The new discoveries relating to cluster headache (CH) encouraged the study of the relationship of the hypothalamus to respiratory physiology and its comorbidity with sleep apnoea. The question is whether the apnoeas are more frequent during REM sleep and the desaturations could be involved as triggers of the cluster attacks. Furthermore, could the connection with the hypothalamus, already proved, be responsible for an alteration in the structure of REM sleep and a chemoreceptor dysfunction. We set out to analyse when polysomnography investigation is necessary in patients with CH. We studied 37 patients suffering from episodic CH, 31 (83.8%) men and six (16.2%) women. For the control group, we selected 35 individuals, 31 (88.6%) men and four (11.4%) women. There was a greater percentage of obstructive sleep apnoea (OSA) in patients with CH (58.3%) compared with the control group (14.3%) and with the general population (2-4%). In cases of pain during sleep, the majority is deflagrated during the REM phase, following a desaturation episode. A stratified analysis of the apnoea/hypnoea index relating to body mass index (BMI) and age showed that patients with CH have 8.4 times more chance of exhibiting OSA than normal individuals (P < 0001). This risk increases to 24.38 in patients with a BMI > 25 kg/m(2) and increases to 13.5 in patients > 40 years old. Surprisingly, the risk decreases sharply in patients with a BMI < 25 kg/m(2) and who are < 40 years old. Due to the fact that polysomnography is a complex, costly and sometimes difficult examination, we suggest, in concordance with the results, that it should be carried out routinely in patients with CH that exhibit a BMI of > 25 kg/m(2) and/or in patients who are > 40 years of age.

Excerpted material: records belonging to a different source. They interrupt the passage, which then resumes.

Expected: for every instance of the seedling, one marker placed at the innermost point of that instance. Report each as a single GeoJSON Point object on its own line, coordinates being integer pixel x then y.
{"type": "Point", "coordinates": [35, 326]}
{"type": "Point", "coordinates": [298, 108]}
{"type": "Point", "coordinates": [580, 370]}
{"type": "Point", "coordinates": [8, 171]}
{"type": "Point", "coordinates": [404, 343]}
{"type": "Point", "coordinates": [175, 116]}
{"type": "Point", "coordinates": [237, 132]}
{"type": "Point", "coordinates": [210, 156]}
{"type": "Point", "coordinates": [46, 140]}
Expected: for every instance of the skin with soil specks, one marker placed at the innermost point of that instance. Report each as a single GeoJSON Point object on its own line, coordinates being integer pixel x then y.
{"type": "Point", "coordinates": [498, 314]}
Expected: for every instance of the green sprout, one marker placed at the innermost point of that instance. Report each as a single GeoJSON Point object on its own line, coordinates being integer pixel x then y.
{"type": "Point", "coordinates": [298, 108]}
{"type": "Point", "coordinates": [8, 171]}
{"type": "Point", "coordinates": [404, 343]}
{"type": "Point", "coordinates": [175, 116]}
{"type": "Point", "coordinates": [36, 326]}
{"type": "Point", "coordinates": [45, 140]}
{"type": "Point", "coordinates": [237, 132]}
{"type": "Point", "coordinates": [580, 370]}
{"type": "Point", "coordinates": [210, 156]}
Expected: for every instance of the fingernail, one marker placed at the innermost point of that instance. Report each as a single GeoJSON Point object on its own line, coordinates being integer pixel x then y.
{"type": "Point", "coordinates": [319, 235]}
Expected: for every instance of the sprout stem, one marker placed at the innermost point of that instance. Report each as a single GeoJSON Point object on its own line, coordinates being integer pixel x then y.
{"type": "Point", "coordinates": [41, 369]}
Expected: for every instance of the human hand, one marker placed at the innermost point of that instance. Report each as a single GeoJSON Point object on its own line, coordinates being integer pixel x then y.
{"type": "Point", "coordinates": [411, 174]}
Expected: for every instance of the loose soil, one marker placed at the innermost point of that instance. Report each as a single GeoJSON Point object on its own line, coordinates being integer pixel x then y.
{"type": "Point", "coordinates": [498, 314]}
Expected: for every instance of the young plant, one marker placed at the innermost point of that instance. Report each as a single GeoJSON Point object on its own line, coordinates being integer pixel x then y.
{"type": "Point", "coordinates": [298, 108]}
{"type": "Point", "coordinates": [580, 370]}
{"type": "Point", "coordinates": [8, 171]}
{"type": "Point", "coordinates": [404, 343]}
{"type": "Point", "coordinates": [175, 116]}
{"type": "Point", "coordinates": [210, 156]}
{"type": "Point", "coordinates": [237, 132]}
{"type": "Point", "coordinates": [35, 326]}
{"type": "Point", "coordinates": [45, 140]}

与丛集性头痛(CH)相关的新发现促使人们研究下丘脑与呼吸生理学的关系及其与睡眠呼吸暂停的共病情况。问题在于呼吸暂停在快速眼动睡眠期间是否更频繁,以及血氧饱和度下降是否可能作为丛集性发作的触发因素。此外,已被证实的与下丘脑的联系是否会导致快速眼动睡眠结构改变和化学感受器功能障碍。我们着手分析CH患者何时需要进行多导睡眠图检查。我们研究了37例发作性CH患者,其中男性31例(83.8%),女性6例(16.2%)。对于对照组,我们选择了35人,其中男性31例(88.6%),女性4例(11.4%)。与对照组(14.3%)和普通人群(2 - 4%)相比,CH患者中阻塞性睡眠呼吸暂停(OSA)的比例更高(58.3%)。在睡眠期间疼痛的病例中,大多数在快速眼动阶段因血氧饱和度下降发作后爆发。对与体重指数(BMI)和年龄相关的呼吸暂停/低通气指数进行分层分析表明,CH患者出现OSA的几率比正常人高8.4倍(P < 0.001)。在BMI > 25 kg/m²的患者中,这种风险增加到24.38,在40岁以上的患者中增加到13.5。令人惊讶的是,BMI < 25 kg/m²且年龄 < 40岁的患者风险急剧下降。由于多导睡眠图检查是一项复杂、昂贵且有时困难的检查,根据结果我们建议,对于BMI > 25 kg/m²的CH患者和 / 或40岁以上的患者应常规进行该检查。